On the other hand, those increasingly-rare moments of genius could make some of the stupid stuff even more frustrating. As Jimmy’s widow – and Tommy’s sometime-lover – Sheila, Callie Thorne was stuck most of the time playing one of the most shrill, cartoonish, genuinely unpleasant characters in all of primetime. Every now and then, though, the writers would allow Sheila a moment of honesty and dignity, where they would acknowledge that she wasn’t just an irritating nag, but a very damaged person who was in her own way haunted at least as much as Tommy. And good as those were, they mainly made me despair that the same people capable of crafting those moments would usually just take the path of least resistance and treat Sheila as a clown. (Unsurprisingly, the worst scene last week involved Sheila delivering a long, drunken, mortifying wedding toast.)
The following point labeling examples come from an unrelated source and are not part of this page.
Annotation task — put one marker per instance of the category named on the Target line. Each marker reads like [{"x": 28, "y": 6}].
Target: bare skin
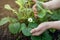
[{"x": 54, "y": 4}]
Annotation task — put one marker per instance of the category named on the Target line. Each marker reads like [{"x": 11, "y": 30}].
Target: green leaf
[
  {"x": 25, "y": 30},
  {"x": 32, "y": 25},
  {"x": 41, "y": 14},
  {"x": 35, "y": 38},
  {"x": 23, "y": 26},
  {"x": 21, "y": 2},
  {"x": 4, "y": 21},
  {"x": 14, "y": 28}
]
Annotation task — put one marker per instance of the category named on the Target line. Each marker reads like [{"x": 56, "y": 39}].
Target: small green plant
[{"x": 25, "y": 20}]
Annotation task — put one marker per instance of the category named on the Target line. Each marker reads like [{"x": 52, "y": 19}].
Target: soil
[{"x": 4, "y": 33}]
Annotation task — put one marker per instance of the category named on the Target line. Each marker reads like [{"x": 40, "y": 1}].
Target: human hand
[{"x": 40, "y": 29}]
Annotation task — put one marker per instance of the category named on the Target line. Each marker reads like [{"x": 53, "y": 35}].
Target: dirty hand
[{"x": 40, "y": 29}]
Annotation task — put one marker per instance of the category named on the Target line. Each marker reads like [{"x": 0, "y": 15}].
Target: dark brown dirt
[{"x": 4, "y": 33}]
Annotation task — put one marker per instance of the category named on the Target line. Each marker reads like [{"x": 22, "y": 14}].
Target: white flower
[
  {"x": 30, "y": 19},
  {"x": 7, "y": 6}
]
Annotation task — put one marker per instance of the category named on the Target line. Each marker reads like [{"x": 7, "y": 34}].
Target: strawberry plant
[{"x": 26, "y": 21}]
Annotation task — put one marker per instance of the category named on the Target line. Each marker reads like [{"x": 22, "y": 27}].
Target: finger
[
  {"x": 37, "y": 33},
  {"x": 33, "y": 30}
]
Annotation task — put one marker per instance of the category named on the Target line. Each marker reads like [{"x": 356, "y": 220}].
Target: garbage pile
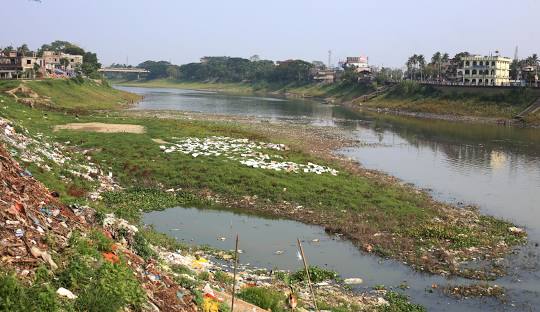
[
  {"x": 163, "y": 292},
  {"x": 244, "y": 151},
  {"x": 36, "y": 150},
  {"x": 30, "y": 216}
]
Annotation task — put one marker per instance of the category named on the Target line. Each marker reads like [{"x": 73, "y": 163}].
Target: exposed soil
[
  {"x": 101, "y": 127},
  {"x": 323, "y": 141}
]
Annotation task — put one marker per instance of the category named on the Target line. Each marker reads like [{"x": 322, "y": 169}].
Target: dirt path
[{"x": 102, "y": 127}]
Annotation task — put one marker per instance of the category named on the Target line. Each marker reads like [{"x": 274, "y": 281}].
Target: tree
[
  {"x": 64, "y": 62},
  {"x": 436, "y": 62},
  {"x": 421, "y": 65},
  {"x": 7, "y": 49},
  {"x": 24, "y": 50}
]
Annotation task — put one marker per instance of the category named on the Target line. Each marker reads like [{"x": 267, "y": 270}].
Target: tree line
[{"x": 232, "y": 69}]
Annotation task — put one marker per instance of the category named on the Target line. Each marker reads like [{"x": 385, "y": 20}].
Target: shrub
[
  {"x": 399, "y": 302},
  {"x": 316, "y": 275},
  {"x": 142, "y": 248},
  {"x": 16, "y": 297},
  {"x": 264, "y": 298}
]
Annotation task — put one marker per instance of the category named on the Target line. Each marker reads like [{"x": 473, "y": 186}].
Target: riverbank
[
  {"x": 376, "y": 211},
  {"x": 75, "y": 172},
  {"x": 445, "y": 103}
]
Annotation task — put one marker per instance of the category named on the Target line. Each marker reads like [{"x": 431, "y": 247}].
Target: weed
[
  {"x": 142, "y": 247},
  {"x": 264, "y": 297},
  {"x": 399, "y": 303},
  {"x": 223, "y": 277},
  {"x": 316, "y": 275}
]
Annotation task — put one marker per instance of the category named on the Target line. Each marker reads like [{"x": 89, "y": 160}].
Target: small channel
[
  {"x": 496, "y": 168},
  {"x": 261, "y": 237}
]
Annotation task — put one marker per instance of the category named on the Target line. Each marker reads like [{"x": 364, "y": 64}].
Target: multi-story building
[
  {"x": 359, "y": 62},
  {"x": 479, "y": 70},
  {"x": 10, "y": 65},
  {"x": 53, "y": 60}
]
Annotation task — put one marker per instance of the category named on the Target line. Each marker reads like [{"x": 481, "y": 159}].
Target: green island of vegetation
[{"x": 373, "y": 210}]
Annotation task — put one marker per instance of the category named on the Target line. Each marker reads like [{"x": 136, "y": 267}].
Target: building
[
  {"x": 479, "y": 70},
  {"x": 325, "y": 75},
  {"x": 359, "y": 62},
  {"x": 10, "y": 65},
  {"x": 14, "y": 65},
  {"x": 53, "y": 61}
]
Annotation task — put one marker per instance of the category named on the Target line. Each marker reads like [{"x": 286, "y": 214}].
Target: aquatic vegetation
[{"x": 246, "y": 152}]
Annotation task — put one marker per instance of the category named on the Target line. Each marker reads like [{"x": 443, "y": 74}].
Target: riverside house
[{"x": 479, "y": 70}]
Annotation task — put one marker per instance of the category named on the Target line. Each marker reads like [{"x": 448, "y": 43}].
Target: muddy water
[{"x": 493, "y": 167}]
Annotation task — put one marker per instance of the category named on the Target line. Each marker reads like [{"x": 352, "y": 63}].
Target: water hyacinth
[{"x": 244, "y": 151}]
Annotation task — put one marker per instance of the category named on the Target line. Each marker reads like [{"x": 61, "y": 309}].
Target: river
[{"x": 496, "y": 168}]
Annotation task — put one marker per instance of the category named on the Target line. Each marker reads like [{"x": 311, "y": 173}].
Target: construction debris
[
  {"x": 244, "y": 151},
  {"x": 38, "y": 151}
]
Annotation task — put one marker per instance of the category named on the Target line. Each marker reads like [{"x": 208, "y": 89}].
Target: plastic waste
[{"x": 62, "y": 292}]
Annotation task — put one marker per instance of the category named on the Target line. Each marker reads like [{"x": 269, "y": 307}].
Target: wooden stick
[
  {"x": 307, "y": 274},
  {"x": 234, "y": 274}
]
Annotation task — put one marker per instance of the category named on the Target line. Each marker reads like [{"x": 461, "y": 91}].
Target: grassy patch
[
  {"x": 316, "y": 275},
  {"x": 78, "y": 96},
  {"x": 399, "y": 303},
  {"x": 264, "y": 298},
  {"x": 411, "y": 96}
]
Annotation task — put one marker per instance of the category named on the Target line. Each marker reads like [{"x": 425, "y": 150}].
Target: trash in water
[
  {"x": 62, "y": 292},
  {"x": 19, "y": 233},
  {"x": 246, "y": 152}
]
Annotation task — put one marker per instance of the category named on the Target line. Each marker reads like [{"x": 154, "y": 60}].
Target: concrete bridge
[{"x": 131, "y": 70}]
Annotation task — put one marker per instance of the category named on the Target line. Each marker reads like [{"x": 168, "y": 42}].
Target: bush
[
  {"x": 142, "y": 248},
  {"x": 16, "y": 297},
  {"x": 112, "y": 288},
  {"x": 316, "y": 275},
  {"x": 399, "y": 303},
  {"x": 264, "y": 298}
]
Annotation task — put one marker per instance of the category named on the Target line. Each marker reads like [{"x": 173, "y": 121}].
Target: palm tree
[
  {"x": 422, "y": 64},
  {"x": 436, "y": 61}
]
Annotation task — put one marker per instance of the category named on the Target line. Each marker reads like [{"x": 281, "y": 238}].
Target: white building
[
  {"x": 359, "y": 62},
  {"x": 479, "y": 70},
  {"x": 53, "y": 60}
]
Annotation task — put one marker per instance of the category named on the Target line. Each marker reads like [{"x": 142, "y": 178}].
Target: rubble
[
  {"x": 244, "y": 151},
  {"x": 28, "y": 215},
  {"x": 38, "y": 151}
]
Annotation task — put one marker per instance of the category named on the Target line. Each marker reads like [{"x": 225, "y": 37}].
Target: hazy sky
[{"x": 388, "y": 31}]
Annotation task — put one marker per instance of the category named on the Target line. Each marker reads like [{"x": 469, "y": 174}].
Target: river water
[{"x": 496, "y": 168}]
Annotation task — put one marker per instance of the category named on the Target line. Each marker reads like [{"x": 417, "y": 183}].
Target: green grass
[
  {"x": 78, "y": 96},
  {"x": 339, "y": 91},
  {"x": 350, "y": 203},
  {"x": 399, "y": 303},
  {"x": 99, "y": 285},
  {"x": 413, "y": 97},
  {"x": 264, "y": 298}
]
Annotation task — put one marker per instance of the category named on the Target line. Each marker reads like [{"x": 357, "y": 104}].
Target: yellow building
[{"x": 479, "y": 70}]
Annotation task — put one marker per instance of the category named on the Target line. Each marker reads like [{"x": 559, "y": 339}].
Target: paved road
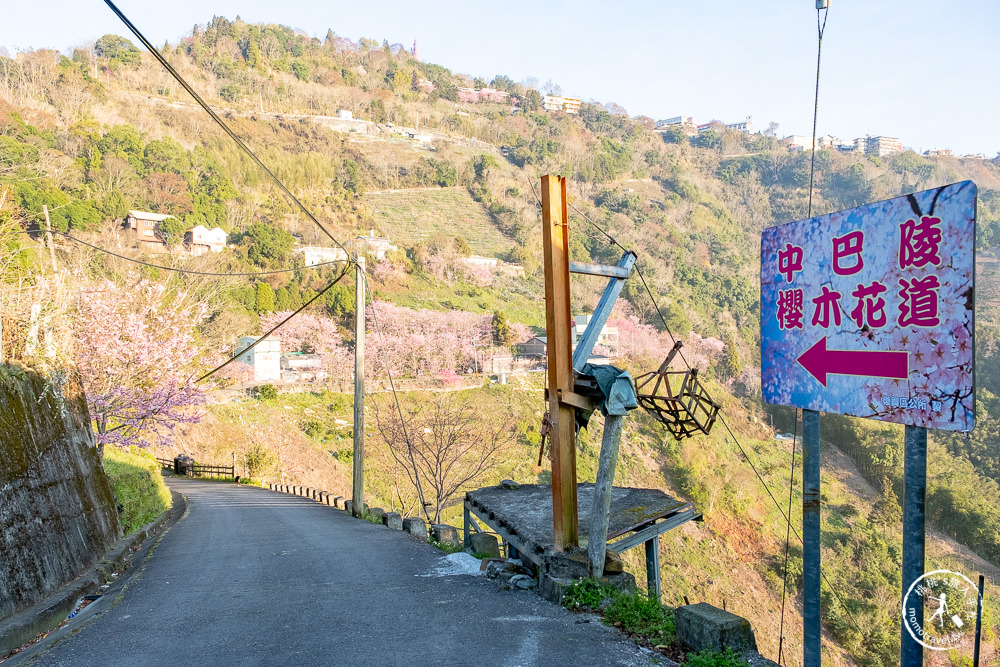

The fifth season was, for a while, a strong step back in the right direction, as the show returned to its 9/11 roots with a story arc about a journalist stirring up bad old memories while preparing a book for the 10th anniversary. It was not only a return to the show’s strongest subject matter, but a story arc that steered the series away from its one-man-show style and allowed supporting actors like John Scurti and Steven Pasquale to take some of the load off Leary’s shoulders. But by the end of that season (unusually long for cable drama standards), 9/11 was again largely ignored and we were back to women literally fighting in the street over Tommy.

At that point, I threw up my hands and resolved to quit the series, but I’ve been inevitably drawn back from time to time, and this final season has offered some reminders of the show’s strong early days. Maura Tierney (acting at a time when she was in the middle of her cancer treatments) reprised her role as one of Tommy’s would-be conquests, and she and Leary were electric together as their characters grappled with all they had lost. And the firefighting scenes themselves have remained the one area where the series has never really lost its footing.

Given the way last week’s episode ended, I can’t say much about tomorrow night’s series finale (I’ll have another post going up after it ends), save that it has some strong moments and some stupid ones. Which seems about right for “Rescue Me.”